Even accountants make mistakes – mine did!

22:07 PM, 31st October 2017, About 7 years ago 26

Text Size

Today I had to undiscombobulate my accountants who were in utter confusion over Section 24. Not only had they applied it to my 2016-17 tax return but they had calculated it wrongly too. Fortunately I spotted this and was able to point out the error of their ways, to much embarrassment on their part.

It doesn’t surprise me. The rules are so complicated as to defy belief.

If this has happened to me it will doubtless happen to others and not everyone is so vigilant when it comes to checking detail. Nor is everyone is as understanding and there is a lot of scope for mistakes leading to loss of reputation, loss of business, legal action and more. I can envisage small accountancy firms coming very unstuck over issues like this, not to mention the extra workload for HMRC in having to try and check it all. Tax should not be so complicated that it requires this much effort to work it out.
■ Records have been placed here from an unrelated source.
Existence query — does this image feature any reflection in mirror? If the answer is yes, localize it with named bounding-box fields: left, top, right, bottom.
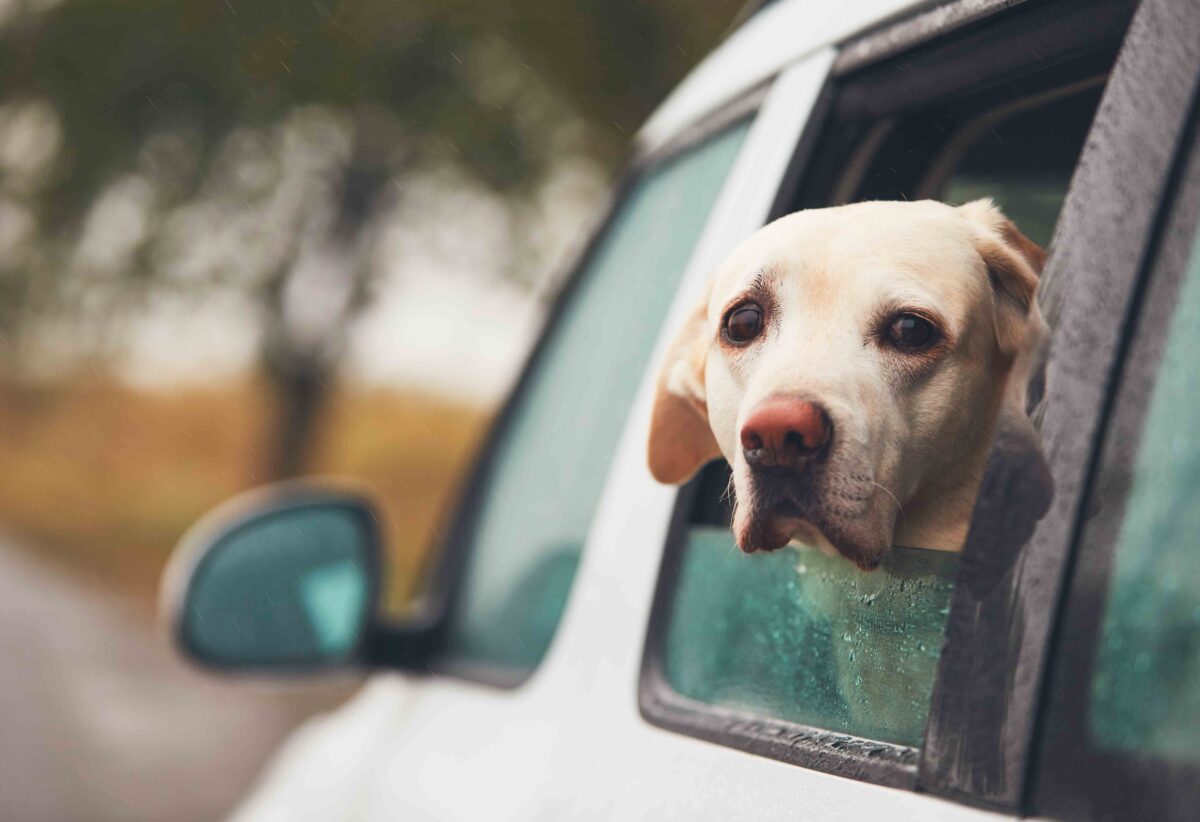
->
left=179, top=500, right=376, bottom=667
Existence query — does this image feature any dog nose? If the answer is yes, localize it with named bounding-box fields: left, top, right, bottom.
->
left=742, top=397, right=833, bottom=467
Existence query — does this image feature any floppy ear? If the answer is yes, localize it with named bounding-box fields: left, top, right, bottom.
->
left=648, top=300, right=721, bottom=484
left=959, top=198, right=1046, bottom=356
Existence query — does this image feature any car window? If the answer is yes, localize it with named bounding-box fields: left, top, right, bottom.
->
left=443, top=121, right=749, bottom=680
left=920, top=78, right=1103, bottom=247
left=1088, top=211, right=1200, bottom=766
left=1034, top=97, right=1200, bottom=820
left=648, top=6, right=1120, bottom=768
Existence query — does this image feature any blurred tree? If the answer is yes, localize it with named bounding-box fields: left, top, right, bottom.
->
left=0, top=0, right=743, bottom=475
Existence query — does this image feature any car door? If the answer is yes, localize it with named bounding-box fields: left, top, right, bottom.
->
left=624, top=2, right=1196, bottom=812
left=234, top=0, right=1200, bottom=820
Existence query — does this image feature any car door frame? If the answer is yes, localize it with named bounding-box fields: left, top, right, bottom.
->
left=640, top=0, right=1195, bottom=811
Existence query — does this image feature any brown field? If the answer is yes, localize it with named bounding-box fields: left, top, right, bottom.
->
left=0, top=377, right=486, bottom=605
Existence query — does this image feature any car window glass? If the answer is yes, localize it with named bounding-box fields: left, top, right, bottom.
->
left=445, top=121, right=749, bottom=679
left=661, top=74, right=1102, bottom=748
left=926, top=82, right=1102, bottom=247
left=1088, top=219, right=1200, bottom=764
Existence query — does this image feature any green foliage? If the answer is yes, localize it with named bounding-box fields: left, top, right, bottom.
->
left=0, top=0, right=739, bottom=237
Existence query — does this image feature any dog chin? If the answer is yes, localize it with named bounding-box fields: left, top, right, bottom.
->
left=734, top=510, right=892, bottom=571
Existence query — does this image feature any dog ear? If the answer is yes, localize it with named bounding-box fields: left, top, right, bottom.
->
left=959, top=198, right=1046, bottom=356
left=647, top=300, right=721, bottom=484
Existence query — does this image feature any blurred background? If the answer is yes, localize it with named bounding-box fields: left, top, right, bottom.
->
left=0, top=0, right=743, bottom=820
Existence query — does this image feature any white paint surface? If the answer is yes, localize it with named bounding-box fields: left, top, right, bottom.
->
left=240, top=38, right=1012, bottom=822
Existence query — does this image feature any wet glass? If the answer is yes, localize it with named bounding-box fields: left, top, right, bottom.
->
left=665, top=526, right=958, bottom=746
left=1088, top=219, right=1200, bottom=766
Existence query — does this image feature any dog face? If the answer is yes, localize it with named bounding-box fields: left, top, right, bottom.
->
left=649, top=200, right=1044, bottom=569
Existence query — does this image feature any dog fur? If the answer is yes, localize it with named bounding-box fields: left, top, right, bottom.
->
left=648, top=199, right=1045, bottom=569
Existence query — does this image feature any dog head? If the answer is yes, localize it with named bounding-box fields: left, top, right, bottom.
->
left=649, top=200, right=1044, bottom=569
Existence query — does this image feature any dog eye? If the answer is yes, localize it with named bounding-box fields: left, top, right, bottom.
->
left=725, top=302, right=762, bottom=342
left=888, top=313, right=937, bottom=352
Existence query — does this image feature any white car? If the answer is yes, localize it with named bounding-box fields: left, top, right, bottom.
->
left=167, top=0, right=1200, bottom=822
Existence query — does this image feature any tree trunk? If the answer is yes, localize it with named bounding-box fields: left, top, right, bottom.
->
left=266, top=368, right=329, bottom=480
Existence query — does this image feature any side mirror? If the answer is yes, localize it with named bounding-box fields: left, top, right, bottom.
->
left=162, top=482, right=380, bottom=671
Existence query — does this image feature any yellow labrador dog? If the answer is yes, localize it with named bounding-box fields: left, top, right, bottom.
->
left=649, top=199, right=1045, bottom=569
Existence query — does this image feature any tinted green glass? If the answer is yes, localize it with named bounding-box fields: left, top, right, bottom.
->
left=448, top=124, right=748, bottom=676
left=665, top=526, right=958, bottom=745
left=182, top=505, right=372, bottom=666
left=1090, top=220, right=1200, bottom=764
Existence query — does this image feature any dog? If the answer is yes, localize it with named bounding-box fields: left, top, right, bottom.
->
left=648, top=199, right=1046, bottom=570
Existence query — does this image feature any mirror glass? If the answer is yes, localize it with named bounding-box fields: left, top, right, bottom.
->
left=180, top=502, right=374, bottom=667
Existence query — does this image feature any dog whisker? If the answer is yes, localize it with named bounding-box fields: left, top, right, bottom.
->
left=868, top=480, right=907, bottom=518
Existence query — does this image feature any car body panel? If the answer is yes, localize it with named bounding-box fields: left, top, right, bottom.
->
left=637, top=0, right=922, bottom=152
left=231, top=47, right=994, bottom=820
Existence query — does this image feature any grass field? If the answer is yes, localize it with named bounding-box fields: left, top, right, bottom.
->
left=0, top=377, right=486, bottom=605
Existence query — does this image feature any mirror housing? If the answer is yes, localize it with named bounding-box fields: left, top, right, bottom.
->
left=161, top=482, right=382, bottom=672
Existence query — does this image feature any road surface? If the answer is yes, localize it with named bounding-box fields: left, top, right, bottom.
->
left=0, top=536, right=354, bottom=822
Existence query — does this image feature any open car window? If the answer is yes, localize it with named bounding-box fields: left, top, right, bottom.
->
left=1036, top=97, right=1200, bottom=820
left=642, top=4, right=1130, bottom=786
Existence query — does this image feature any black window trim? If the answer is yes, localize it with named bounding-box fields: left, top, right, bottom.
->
left=638, top=0, right=1142, bottom=810
left=1032, top=54, right=1200, bottom=820
left=362, top=83, right=763, bottom=689
left=918, top=0, right=1200, bottom=811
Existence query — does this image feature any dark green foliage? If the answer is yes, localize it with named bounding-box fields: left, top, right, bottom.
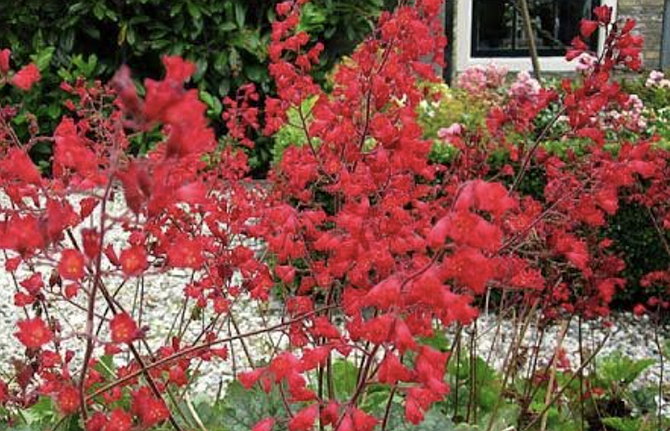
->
left=0, top=0, right=395, bottom=172
left=606, top=203, right=670, bottom=307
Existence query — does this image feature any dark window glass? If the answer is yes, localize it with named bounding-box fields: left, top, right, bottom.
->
left=472, top=0, right=599, bottom=57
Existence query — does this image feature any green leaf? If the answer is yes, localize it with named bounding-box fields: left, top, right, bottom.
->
left=30, top=46, right=56, bottom=71
left=93, top=2, right=105, bottom=21
left=598, top=353, right=656, bottom=388
left=244, top=64, right=267, bottom=82
left=218, top=22, right=237, bottom=32
left=186, top=2, right=202, bottom=20
left=333, top=360, right=358, bottom=399
left=602, top=417, right=642, bottom=431
left=235, top=3, right=247, bottom=28
left=198, top=381, right=285, bottom=431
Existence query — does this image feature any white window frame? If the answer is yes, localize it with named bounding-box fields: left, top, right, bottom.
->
left=451, top=0, right=617, bottom=73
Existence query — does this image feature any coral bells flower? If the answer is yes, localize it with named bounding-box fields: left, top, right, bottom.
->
left=0, top=48, right=12, bottom=75
left=109, top=313, right=139, bottom=344
left=14, top=317, right=53, bottom=349
left=12, top=63, right=41, bottom=91
left=133, top=388, right=170, bottom=428
left=58, top=249, right=85, bottom=281
left=120, top=245, right=148, bottom=277
left=105, top=409, right=133, bottom=431
left=288, top=404, right=319, bottom=431
left=56, top=385, right=79, bottom=416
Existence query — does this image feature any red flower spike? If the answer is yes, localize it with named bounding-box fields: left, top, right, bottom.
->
left=58, top=249, right=86, bottom=281
left=105, top=409, right=133, bottom=431
left=86, top=412, right=109, bottom=431
left=288, top=404, right=319, bottom=431
left=0, top=48, right=12, bottom=75
left=56, top=385, right=80, bottom=416
left=109, top=313, right=139, bottom=344
left=0, top=380, right=10, bottom=406
left=14, top=317, right=54, bottom=349
left=119, top=245, right=148, bottom=277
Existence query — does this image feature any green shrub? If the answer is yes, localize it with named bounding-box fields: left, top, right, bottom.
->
left=0, top=0, right=395, bottom=173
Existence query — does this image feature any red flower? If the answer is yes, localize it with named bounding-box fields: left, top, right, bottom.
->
left=251, top=418, right=275, bottom=431
left=633, top=304, right=647, bottom=317
left=58, top=249, right=85, bottom=281
left=593, top=6, right=612, bottom=24
left=0, top=380, right=9, bottom=406
left=0, top=147, right=42, bottom=185
left=109, top=313, right=139, bottom=344
left=56, top=385, right=79, bottom=416
left=86, top=412, right=108, bottom=431
left=0, top=48, right=12, bottom=75
left=378, top=353, right=412, bottom=385
left=12, top=63, right=41, bottom=91
left=63, top=283, right=79, bottom=299
left=133, top=391, right=170, bottom=428
left=14, top=317, right=53, bottom=349
left=120, top=245, right=148, bottom=277
left=288, top=404, right=319, bottom=431
left=105, top=409, right=133, bottom=431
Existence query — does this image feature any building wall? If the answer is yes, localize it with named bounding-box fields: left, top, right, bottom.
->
left=618, top=0, right=664, bottom=69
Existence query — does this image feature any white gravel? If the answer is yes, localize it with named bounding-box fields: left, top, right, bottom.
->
left=0, top=193, right=670, bottom=416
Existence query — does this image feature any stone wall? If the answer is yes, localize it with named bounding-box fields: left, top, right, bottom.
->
left=618, top=0, right=664, bottom=69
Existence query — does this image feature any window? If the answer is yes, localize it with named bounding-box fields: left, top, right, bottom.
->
left=472, top=0, right=597, bottom=57
left=452, top=0, right=617, bottom=72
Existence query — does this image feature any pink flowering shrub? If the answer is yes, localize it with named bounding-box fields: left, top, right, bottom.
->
left=0, top=0, right=668, bottom=431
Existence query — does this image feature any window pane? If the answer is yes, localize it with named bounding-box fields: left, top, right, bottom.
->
left=472, top=0, right=599, bottom=57
left=473, top=0, right=516, bottom=51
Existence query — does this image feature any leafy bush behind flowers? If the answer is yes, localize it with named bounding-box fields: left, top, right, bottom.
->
left=0, top=0, right=670, bottom=431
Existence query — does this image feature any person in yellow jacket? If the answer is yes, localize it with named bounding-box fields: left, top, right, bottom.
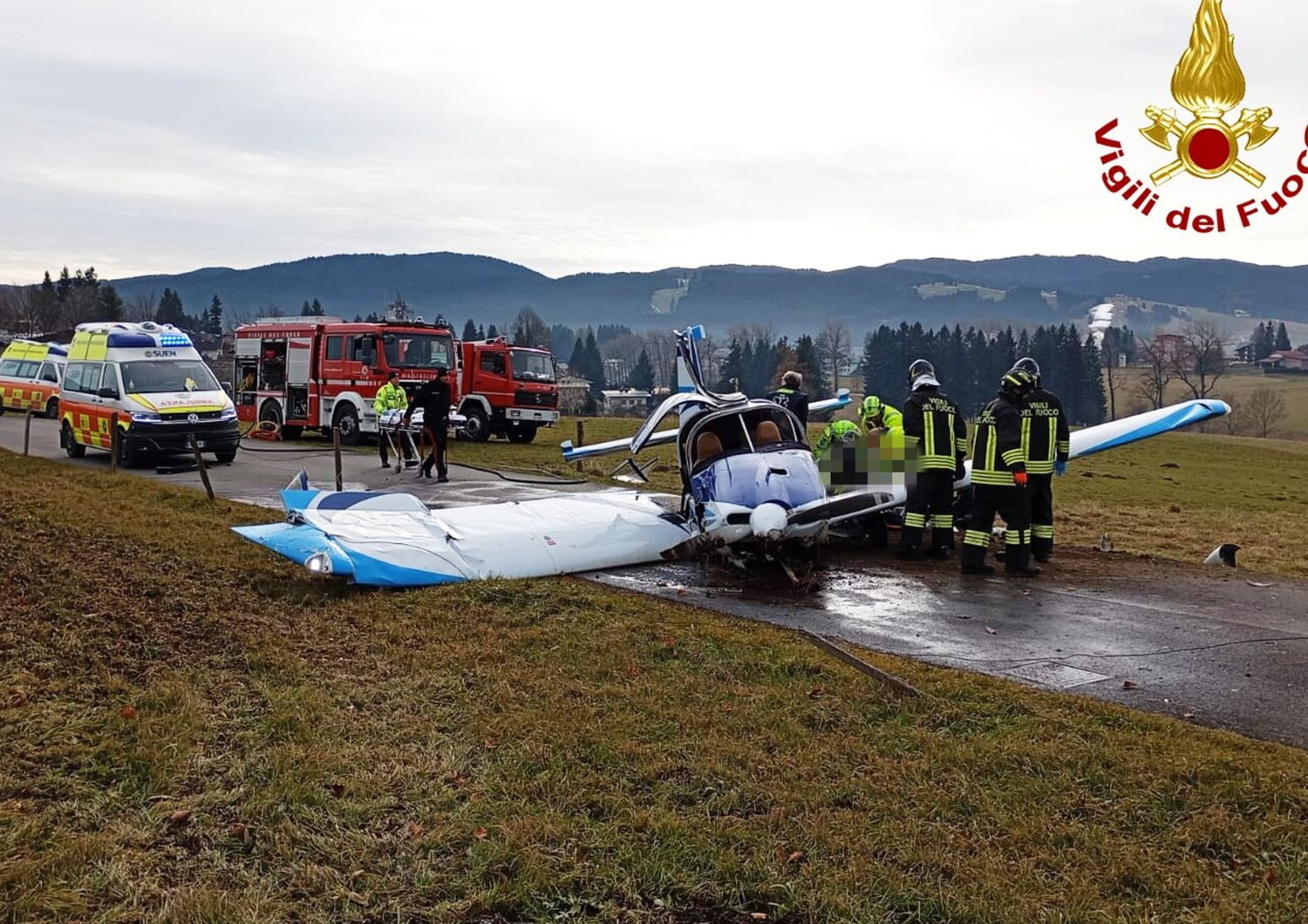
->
left=373, top=372, right=411, bottom=468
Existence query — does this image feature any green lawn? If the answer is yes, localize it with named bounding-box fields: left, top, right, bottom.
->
left=0, top=452, right=1308, bottom=924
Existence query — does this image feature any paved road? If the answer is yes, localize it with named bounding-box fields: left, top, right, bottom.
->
left=0, top=411, right=585, bottom=508
left=590, top=550, right=1308, bottom=748
left=0, top=413, right=1308, bottom=748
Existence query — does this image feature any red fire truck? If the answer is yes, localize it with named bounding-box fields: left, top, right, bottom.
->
left=233, top=316, right=559, bottom=445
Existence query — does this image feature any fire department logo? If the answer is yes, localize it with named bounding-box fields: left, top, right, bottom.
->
left=1095, top=0, right=1308, bottom=234
left=1141, top=0, right=1277, bottom=187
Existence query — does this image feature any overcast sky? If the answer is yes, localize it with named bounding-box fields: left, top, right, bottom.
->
left=0, top=0, right=1308, bottom=282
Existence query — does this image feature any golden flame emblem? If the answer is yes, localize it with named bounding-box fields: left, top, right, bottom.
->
left=1141, top=0, right=1277, bottom=187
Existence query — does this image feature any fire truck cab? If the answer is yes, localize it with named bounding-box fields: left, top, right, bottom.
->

Show Book a Tax Planning Consultation

Please visit the book a tax planning consultation page to book your consultation!


Share This Article


Comments

Puzzler

18:24 PM, 1st November 2017, About 7 years ago

Reply to the comment left by Asif Ahmed at 01/11/2017 - 15:48
I think it will be clear when the online form is uploaded for this year and onwards which numbers to put in. I expect it will do the calculation for you. That said, checking it is not a bad idea as they have been known to be wrong...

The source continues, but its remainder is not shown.